Por: Rodrigo Fonseca | Especial para o Correio da Manhã

Omar Sy é herói em qualquer latitude

Omar Sy é um operativo renegado de um agência armada até os dentes da qual vira desafeto em 'Shadow Force' | Foto: Paris Filmes

Quarto dos oitos filhos da faxineira mauritana Diaratou e do mecânico senegalês Demba, Omar Sy virou uma certeza de bilheterias colossais para a Europa quando "Intocáveis" (2011) fechou sua carreira comercial com 19,5 milhões de ingressos de vendidos. Convocado faz pouco para estrelar "Dumas - Diable noir", o francês de 47 anos vem somando cifras altas para exibidores de todo o planeta filme após filme, brilhando ainda no streaming, vide a série "Lupin", na Netflix.

Estima-se que até dezembro a plataforma voltará a sorrir à força da mobilização midiática que ele causa, com a estreia de "French Lover", de Lisa-Nina Rives, no qual ele contracena com Sara Giraudeau numa comédia romântica nos moldes de "Uma Linda Mulher" (1990). Antes disso, aqui no Brasil, seus fãs têm compromisso com ele noutra latitude dramatúrgica, a dos filmes de ação, no que periga ser um dos thrillers de mais alta voltagem de 2025: "Shadow Force". Com direção de Joe Carnahan, esse "Rambo" com toques sentimentais estreia neste fim de semana, sem medo da concorrência (pesada) com "Superman".

"Todo filme tem um lugar na tela, e, quando se trata de narrativas de gênero, elas ganham espaço quando fazem a nossa cabeça", disse Omar ao Correio da Manhã, em sua passagem pelo júri oficial do Festival de Cannes, em 2024, quando "Shadow Force" estava no forno.

O astro fala em inglês, sem disfarçar o sotaque, sob a batuta de Carnahan, diretor que tem cults como "Narc" (2002) em seu currículo.

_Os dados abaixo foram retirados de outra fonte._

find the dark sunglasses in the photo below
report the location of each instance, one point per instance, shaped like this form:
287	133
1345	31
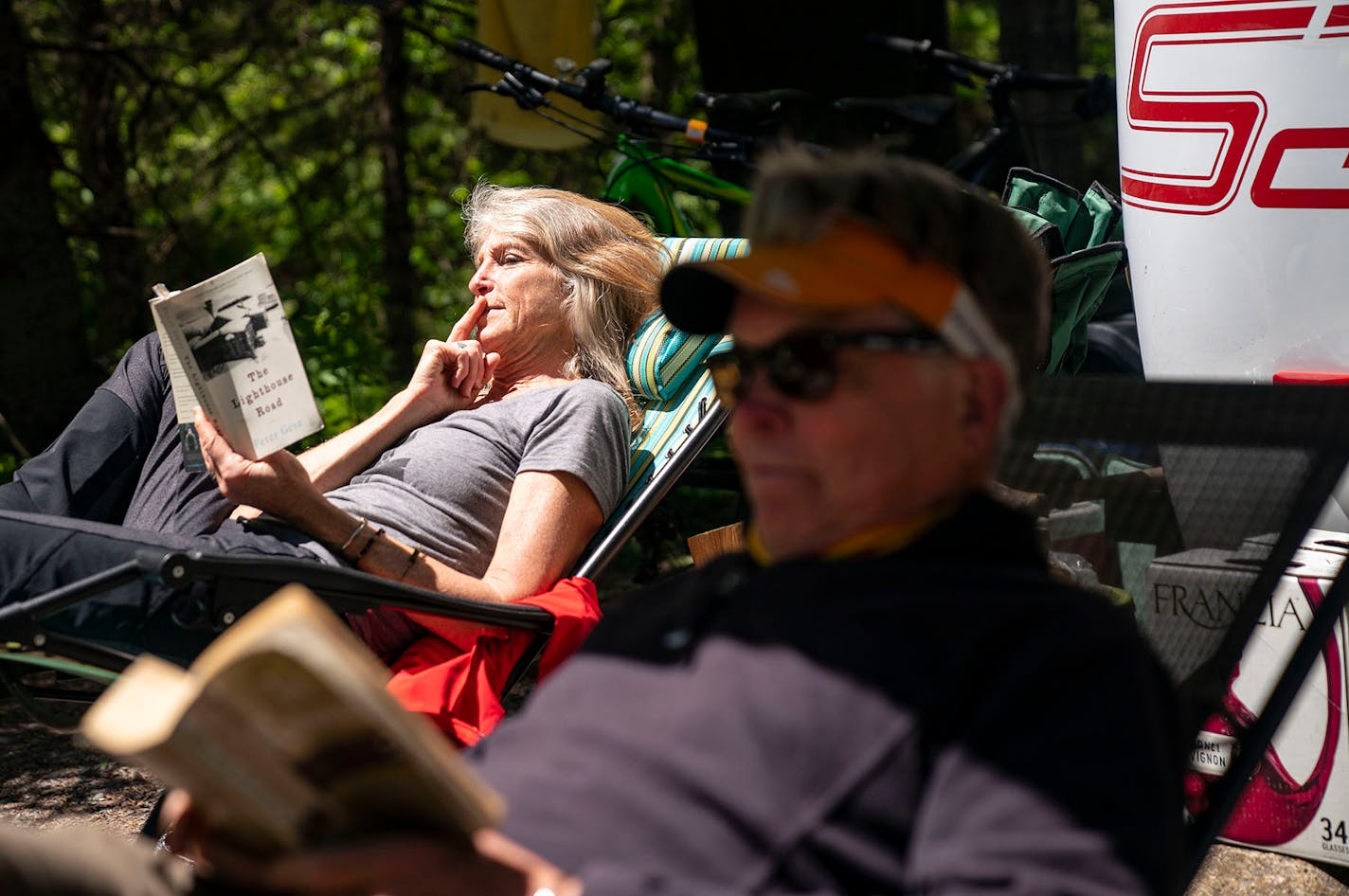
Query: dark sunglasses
804	366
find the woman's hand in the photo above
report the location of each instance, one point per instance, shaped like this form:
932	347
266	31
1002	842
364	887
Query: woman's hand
452	372
279	483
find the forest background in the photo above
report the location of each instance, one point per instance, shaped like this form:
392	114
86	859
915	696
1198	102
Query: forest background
164	140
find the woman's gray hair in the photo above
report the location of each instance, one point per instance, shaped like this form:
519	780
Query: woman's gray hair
610	263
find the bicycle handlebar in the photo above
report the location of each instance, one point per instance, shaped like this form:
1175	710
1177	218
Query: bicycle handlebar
1008	76
528	85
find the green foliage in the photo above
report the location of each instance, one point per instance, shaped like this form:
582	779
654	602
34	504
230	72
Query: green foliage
253	126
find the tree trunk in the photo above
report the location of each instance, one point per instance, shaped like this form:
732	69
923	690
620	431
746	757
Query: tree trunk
121	309
400	278
1043	35
45	368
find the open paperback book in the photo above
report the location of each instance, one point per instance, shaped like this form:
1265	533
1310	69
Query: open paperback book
229	349
286	739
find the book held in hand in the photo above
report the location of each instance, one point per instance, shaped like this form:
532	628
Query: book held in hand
229	349
285	737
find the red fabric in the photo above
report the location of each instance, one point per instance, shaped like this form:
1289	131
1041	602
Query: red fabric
457	676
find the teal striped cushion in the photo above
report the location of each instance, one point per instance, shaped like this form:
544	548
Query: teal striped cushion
661	358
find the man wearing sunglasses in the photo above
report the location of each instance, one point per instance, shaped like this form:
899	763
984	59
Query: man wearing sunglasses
887	692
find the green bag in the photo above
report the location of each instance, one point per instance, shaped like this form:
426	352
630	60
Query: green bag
1082	234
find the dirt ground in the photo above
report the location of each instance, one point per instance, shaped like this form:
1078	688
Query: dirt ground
48	779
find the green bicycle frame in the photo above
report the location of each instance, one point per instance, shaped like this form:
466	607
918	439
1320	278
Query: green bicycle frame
646	181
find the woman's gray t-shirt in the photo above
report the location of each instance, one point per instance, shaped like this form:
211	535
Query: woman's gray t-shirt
444	488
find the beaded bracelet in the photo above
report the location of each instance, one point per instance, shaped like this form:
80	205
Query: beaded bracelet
407	565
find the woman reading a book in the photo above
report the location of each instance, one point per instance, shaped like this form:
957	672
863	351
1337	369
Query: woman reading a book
484	476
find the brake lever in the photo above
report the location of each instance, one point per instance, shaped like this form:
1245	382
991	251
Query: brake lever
525	96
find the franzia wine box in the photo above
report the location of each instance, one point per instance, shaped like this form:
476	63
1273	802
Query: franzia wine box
1298	800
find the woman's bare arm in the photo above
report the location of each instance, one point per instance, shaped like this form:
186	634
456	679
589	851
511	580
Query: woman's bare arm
549	518
448	377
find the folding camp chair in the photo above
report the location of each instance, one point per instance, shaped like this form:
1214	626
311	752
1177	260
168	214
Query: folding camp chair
678	416
1199	470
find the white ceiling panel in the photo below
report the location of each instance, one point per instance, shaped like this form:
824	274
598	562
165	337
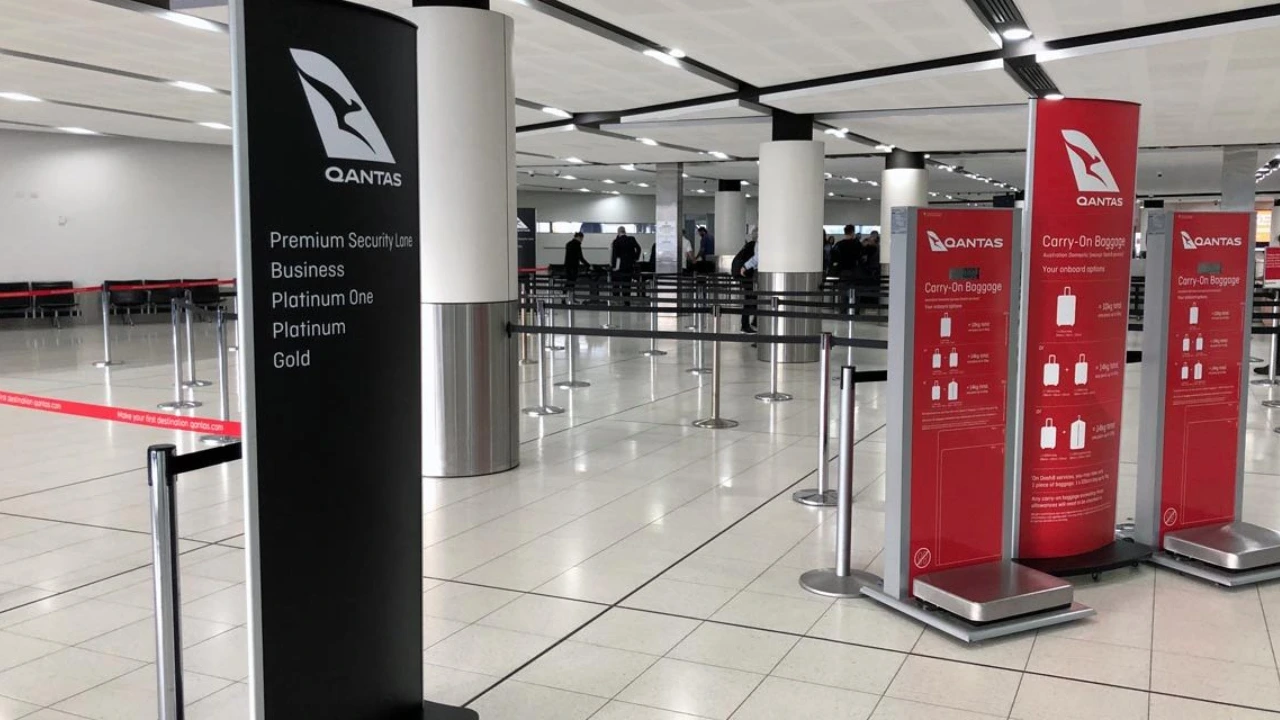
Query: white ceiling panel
87	87
595	147
991	130
776	41
935	90
1207	91
1052	19
100	35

Seu estilo de filmar pancadaria tem requinte plástico fino, vide o esquecido "Esquadrão Classe A" (2010). "Gosto de explorar a inquietação de personagens que experimentam a proximidade da morte a cada dia", disse Carnahan em entrevista via Zoom ao Correio quando fez um de seus hits, "Mate ou Morra" (2021), com Frank Grillo, antes da gênese de "Shadow Force". "A violência do mundo real, injustificável, assusta qualquer um. Diante desse assombro, que os meus filmes buscam é entender a solidão de quem lida com a brutalidade continuamente".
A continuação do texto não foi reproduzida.